Here is a very simple suggestion I thought of, that would make it virtually impossible for someone to lose their wallet, in a way even Grandma could understand.  By lose, I mean lose access.  But it could also be extended to be an effective wallet encryption method.

Upon first run for a NEW bitcoin user, the client would simply ask for a passphrase, or generate one at random that met the security requirements, and offer to send it to the user's printer so they could stash it in their safe.  Example:

BITCOIN WALLET EMERGENCY BACKUP SHEET

In case your computer crashes, you can recover all your Bitcoins by entering the following passphrase when installing Bitcoin on a new computer:

"Eleven of Clarkson's singles became Top 20 hits on the Billboard Hot 100."

KEEP THIS SHEET IN A SAFE PLACE.  Anyone with this passphrase can take all your coins - including ones you receive in the future - without needing any access to your computer.  This passphrase cannot be changed.  This backup sheet only protects you against losing unspent Bitcoins if your computer crashes, and offers no protection if your coins are spent by you or anyone else.

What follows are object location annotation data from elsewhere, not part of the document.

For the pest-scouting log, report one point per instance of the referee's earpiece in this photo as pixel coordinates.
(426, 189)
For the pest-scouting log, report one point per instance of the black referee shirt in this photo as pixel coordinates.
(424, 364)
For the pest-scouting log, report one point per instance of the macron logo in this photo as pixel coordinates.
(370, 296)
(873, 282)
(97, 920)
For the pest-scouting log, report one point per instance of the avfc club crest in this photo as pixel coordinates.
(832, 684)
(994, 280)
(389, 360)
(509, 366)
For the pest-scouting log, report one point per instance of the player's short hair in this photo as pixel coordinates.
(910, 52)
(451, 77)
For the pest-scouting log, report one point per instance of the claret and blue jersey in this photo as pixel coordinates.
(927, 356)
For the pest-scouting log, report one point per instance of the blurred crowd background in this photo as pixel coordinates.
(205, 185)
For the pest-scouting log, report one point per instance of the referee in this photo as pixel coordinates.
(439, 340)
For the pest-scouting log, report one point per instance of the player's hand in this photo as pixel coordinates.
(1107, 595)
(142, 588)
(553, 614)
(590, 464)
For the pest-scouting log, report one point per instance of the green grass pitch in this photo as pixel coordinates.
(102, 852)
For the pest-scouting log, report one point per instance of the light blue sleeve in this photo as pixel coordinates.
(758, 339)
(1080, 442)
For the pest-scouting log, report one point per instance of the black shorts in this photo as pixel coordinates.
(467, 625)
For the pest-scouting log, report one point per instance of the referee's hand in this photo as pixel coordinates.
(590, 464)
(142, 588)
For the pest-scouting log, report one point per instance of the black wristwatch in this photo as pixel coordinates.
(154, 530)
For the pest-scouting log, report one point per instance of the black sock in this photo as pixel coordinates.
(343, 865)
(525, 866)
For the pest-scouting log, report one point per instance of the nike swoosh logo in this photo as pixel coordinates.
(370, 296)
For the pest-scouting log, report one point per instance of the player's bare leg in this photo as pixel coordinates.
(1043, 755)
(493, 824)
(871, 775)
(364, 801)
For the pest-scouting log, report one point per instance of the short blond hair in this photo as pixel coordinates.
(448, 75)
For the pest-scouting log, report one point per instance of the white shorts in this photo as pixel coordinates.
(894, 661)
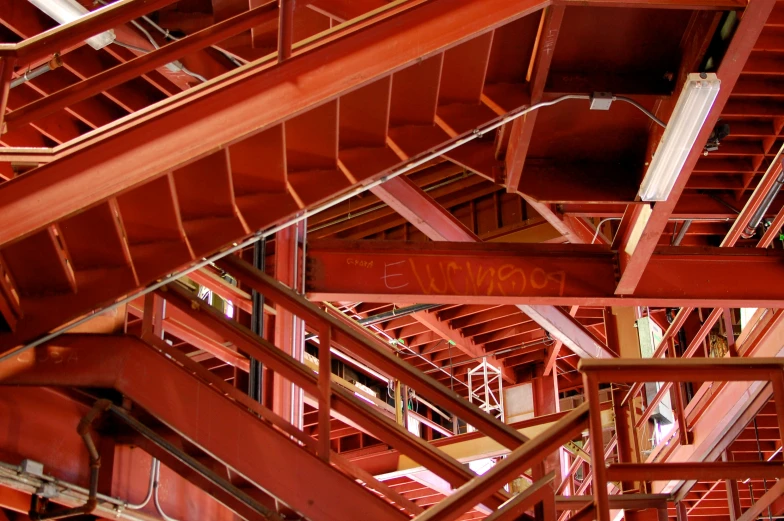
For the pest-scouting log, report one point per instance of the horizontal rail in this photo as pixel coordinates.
(373, 352)
(681, 370)
(700, 471)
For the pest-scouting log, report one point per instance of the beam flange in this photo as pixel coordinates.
(532, 274)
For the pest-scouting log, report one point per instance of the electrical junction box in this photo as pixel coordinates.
(601, 101)
(33, 468)
(650, 336)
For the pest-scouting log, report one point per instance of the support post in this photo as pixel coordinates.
(289, 333)
(285, 29)
(599, 471)
(257, 321)
(325, 390)
(733, 494)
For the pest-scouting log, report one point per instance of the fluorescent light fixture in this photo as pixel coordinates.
(690, 112)
(66, 11)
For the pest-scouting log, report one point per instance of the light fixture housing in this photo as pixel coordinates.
(687, 119)
(66, 11)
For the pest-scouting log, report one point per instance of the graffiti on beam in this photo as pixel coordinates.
(465, 278)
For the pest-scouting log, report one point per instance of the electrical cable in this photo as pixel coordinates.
(155, 495)
(641, 108)
(150, 490)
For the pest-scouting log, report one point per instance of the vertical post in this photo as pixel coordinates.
(599, 481)
(6, 71)
(676, 391)
(404, 396)
(622, 430)
(257, 321)
(545, 391)
(289, 335)
(325, 390)
(733, 494)
(398, 399)
(731, 347)
(285, 28)
(777, 380)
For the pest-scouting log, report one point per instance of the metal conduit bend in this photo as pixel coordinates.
(38, 506)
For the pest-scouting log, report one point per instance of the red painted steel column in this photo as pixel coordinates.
(6, 71)
(650, 222)
(289, 330)
(733, 494)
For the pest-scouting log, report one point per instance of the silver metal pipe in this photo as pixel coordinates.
(413, 163)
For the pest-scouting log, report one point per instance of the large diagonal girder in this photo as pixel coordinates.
(241, 105)
(203, 414)
(438, 224)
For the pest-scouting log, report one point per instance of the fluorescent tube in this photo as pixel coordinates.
(66, 11)
(690, 112)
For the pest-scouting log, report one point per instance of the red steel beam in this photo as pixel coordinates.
(706, 471)
(369, 349)
(554, 274)
(682, 370)
(527, 456)
(139, 65)
(649, 225)
(421, 210)
(224, 112)
(523, 128)
(438, 224)
(211, 415)
(66, 35)
(660, 4)
(768, 181)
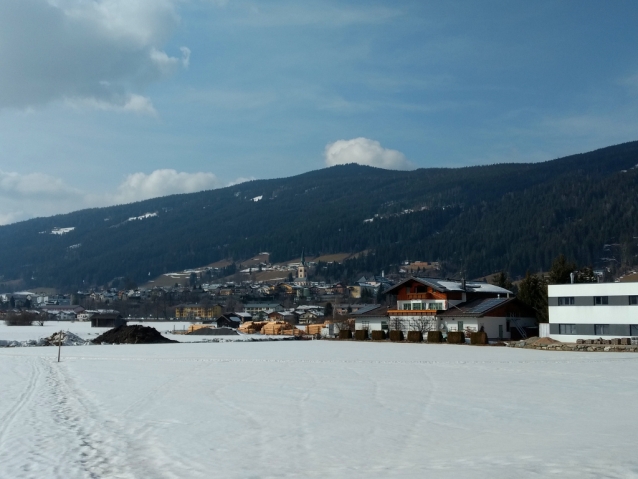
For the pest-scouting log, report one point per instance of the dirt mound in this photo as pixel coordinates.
(135, 334)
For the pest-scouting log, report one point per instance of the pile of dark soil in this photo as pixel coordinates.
(132, 335)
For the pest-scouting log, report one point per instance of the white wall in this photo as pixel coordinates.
(593, 289)
(600, 314)
(593, 314)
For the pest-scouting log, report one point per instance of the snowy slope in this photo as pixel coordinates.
(316, 409)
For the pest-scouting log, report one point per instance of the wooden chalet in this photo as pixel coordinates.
(431, 304)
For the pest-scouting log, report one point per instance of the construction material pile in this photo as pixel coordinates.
(252, 327)
(132, 335)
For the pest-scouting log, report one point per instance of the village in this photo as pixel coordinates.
(396, 307)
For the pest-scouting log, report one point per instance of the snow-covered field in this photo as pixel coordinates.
(316, 409)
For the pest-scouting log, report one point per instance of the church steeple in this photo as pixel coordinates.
(302, 271)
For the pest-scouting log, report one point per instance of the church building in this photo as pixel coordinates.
(302, 272)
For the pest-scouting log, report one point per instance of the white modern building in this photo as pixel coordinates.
(593, 311)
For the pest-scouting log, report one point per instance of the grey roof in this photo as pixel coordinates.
(376, 318)
(366, 309)
(478, 307)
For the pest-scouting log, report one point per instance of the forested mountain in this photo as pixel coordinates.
(481, 219)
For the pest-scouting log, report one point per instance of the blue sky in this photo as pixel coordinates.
(104, 102)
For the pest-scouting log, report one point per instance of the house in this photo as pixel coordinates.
(311, 316)
(592, 311)
(286, 316)
(198, 311)
(500, 318)
(256, 308)
(244, 316)
(372, 323)
(107, 320)
(229, 320)
(431, 304)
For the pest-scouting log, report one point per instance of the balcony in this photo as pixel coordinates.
(412, 312)
(433, 295)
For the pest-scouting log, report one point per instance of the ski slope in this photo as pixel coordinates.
(316, 409)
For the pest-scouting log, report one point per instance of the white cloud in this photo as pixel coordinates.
(140, 186)
(91, 52)
(24, 196)
(131, 103)
(365, 152)
(15, 185)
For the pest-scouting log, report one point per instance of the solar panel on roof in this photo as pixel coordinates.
(486, 305)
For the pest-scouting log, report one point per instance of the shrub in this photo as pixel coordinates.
(415, 336)
(377, 335)
(396, 336)
(478, 338)
(361, 334)
(345, 334)
(456, 337)
(435, 337)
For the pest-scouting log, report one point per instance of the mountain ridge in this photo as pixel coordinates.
(453, 215)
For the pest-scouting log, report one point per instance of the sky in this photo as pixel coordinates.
(107, 102)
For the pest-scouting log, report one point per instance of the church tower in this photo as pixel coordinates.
(302, 271)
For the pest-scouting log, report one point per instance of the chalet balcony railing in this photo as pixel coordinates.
(412, 312)
(426, 296)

The SHA256 of the passphrase would be used as a PRNG seed to generate the user's first 1000 or 2000 or more invisible addresses (the same way 100 addresses are pre-generated for future use), and then would be completely discarded.  The logic is very simple and straightforward, runs once at wallet creation and would require no modification to the way bitcoind works internally.

This would also be a safe way to do wallet encryption.  Part of the fear of encrypting a wallet is, what if the encryption code is buggy or something and irreversibly trashes the private keys in the process.  If you know the entire wallet can be re-generated from scratch with nothing more than the passphrase on paper, it would be safe to provide an option that disposes of the private keys completely, the passphrase on paper being the only way to recover them.  The Bitcoin client could be used in receive-only mode (e.g. to verify incoming payments and keep track of total balance of BTC wallet-wide, or to remain able to spend a subset of the wallet whose keys have not been discarded).

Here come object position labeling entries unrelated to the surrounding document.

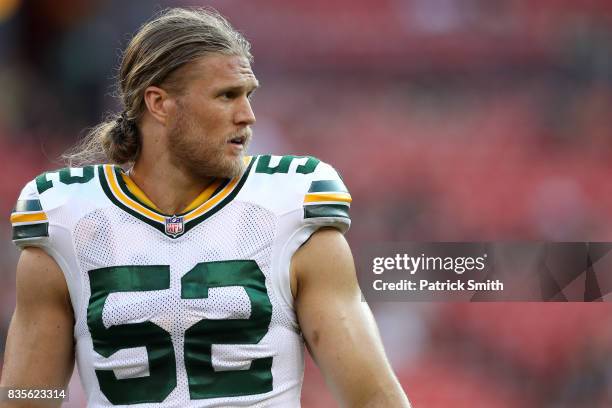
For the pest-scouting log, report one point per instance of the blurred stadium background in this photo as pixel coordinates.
(449, 120)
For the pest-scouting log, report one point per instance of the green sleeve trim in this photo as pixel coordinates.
(327, 186)
(27, 205)
(326, 210)
(30, 231)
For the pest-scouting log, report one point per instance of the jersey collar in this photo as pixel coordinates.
(116, 186)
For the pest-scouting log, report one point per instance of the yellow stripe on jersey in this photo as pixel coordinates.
(204, 196)
(327, 197)
(220, 196)
(138, 193)
(28, 217)
(114, 185)
(212, 202)
(198, 207)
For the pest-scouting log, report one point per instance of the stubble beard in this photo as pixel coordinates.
(198, 155)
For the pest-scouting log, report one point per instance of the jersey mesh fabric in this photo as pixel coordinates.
(240, 231)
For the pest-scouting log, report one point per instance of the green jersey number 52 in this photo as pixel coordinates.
(204, 381)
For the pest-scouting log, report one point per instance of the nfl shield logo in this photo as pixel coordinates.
(174, 226)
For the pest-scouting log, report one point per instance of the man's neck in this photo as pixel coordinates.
(171, 189)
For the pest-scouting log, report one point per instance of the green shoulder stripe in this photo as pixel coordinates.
(27, 205)
(30, 231)
(327, 186)
(326, 210)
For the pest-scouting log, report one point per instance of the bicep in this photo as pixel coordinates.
(39, 349)
(337, 325)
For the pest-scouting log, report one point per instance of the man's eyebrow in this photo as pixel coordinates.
(239, 88)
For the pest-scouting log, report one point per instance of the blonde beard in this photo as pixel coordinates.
(202, 160)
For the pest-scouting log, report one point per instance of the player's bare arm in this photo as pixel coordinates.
(338, 327)
(39, 349)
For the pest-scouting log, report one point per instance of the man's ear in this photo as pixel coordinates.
(158, 103)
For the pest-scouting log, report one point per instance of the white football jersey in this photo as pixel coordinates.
(185, 310)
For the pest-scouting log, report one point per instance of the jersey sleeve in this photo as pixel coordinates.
(29, 221)
(327, 201)
(316, 200)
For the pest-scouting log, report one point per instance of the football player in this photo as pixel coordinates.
(194, 278)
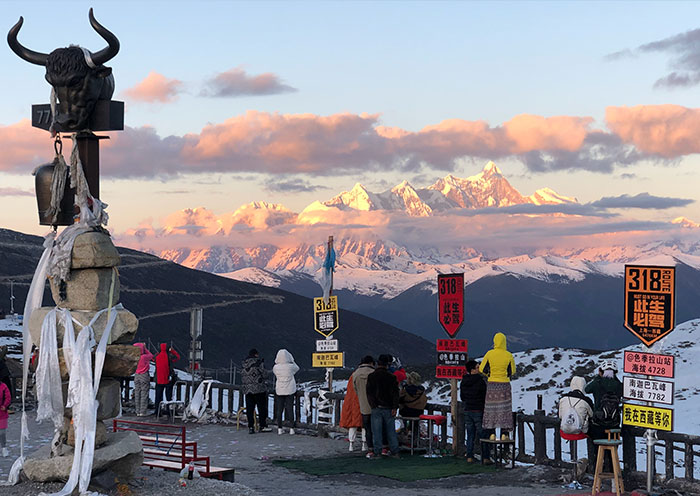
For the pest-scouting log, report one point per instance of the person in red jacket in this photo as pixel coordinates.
(165, 374)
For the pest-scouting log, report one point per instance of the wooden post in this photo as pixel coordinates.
(458, 446)
(297, 406)
(629, 451)
(669, 460)
(689, 461)
(557, 446)
(521, 435)
(540, 437)
(241, 400)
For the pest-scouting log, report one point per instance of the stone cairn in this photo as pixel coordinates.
(87, 291)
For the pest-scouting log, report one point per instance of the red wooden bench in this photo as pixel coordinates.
(166, 446)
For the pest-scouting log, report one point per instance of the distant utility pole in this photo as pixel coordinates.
(330, 370)
(12, 297)
(196, 347)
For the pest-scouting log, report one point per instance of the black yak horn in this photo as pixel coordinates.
(112, 48)
(23, 52)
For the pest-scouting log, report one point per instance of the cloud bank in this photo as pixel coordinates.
(284, 144)
(684, 49)
(155, 88)
(236, 82)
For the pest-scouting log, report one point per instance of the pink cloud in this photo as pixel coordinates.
(669, 131)
(275, 143)
(288, 143)
(236, 82)
(155, 88)
(24, 147)
(534, 132)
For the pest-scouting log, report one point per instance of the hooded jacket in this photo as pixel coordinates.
(253, 376)
(163, 364)
(382, 389)
(576, 399)
(145, 360)
(284, 371)
(601, 385)
(413, 396)
(350, 415)
(359, 380)
(498, 363)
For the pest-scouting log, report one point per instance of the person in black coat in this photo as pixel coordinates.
(472, 392)
(383, 398)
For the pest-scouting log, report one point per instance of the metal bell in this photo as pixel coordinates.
(43, 178)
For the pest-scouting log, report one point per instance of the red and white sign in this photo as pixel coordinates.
(453, 345)
(451, 358)
(637, 362)
(451, 302)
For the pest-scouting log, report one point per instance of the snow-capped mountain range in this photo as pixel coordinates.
(375, 265)
(489, 188)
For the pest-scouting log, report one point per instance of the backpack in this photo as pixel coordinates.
(570, 421)
(609, 414)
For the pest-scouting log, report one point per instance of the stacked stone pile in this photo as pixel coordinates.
(85, 292)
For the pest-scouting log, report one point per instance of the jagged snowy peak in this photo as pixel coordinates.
(489, 188)
(358, 198)
(404, 197)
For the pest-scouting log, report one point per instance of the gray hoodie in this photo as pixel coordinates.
(284, 371)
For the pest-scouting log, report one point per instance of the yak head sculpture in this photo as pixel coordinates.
(78, 76)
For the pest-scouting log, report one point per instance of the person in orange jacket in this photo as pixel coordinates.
(165, 373)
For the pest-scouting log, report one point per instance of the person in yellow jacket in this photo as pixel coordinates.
(498, 365)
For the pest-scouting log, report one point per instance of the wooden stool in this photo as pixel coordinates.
(432, 419)
(241, 411)
(573, 438)
(610, 445)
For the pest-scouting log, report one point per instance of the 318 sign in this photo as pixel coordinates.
(451, 302)
(650, 301)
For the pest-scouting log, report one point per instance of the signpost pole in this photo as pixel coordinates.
(330, 370)
(650, 315)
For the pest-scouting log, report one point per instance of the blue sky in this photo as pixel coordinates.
(415, 64)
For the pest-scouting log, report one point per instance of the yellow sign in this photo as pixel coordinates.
(326, 315)
(330, 359)
(649, 301)
(649, 417)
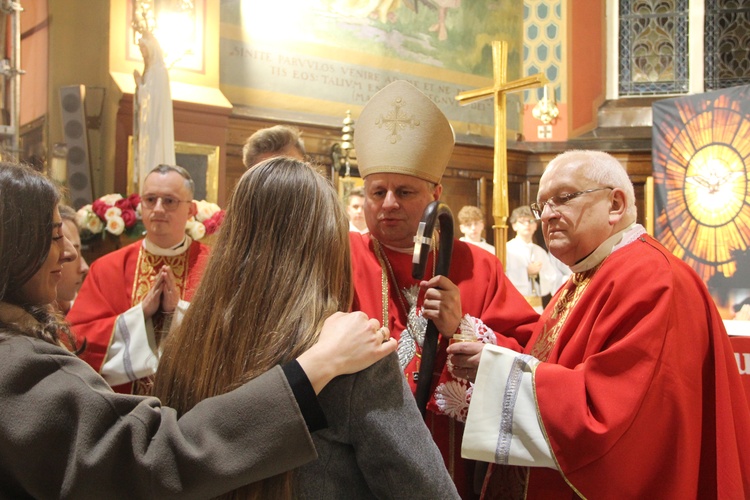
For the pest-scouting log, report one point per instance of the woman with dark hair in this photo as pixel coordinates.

With this methodology, the only real drawback is that one cannot change their passphrase without basically sending all their coins to a different wallet.  The simplicity though, both for developers implementing and users understanding it, may make it still worth it.

Companies claiming they got hacked and lost your coins sounds like fraud so perfect it could be called fashionable.  I never believe them.  If I ever experience the misfortune of a real intrusion, I declare I have been honest about the way I have managed the keys in Casascius Coins.  I maintain no ability to recover or reproduce the keys, not even under limitless duress or total intrusion.  Remember that trusting strangers with your coins without any recourse is, as a matter of principle, not a best practice.  Don't keep coins online. Use paper wallets instead.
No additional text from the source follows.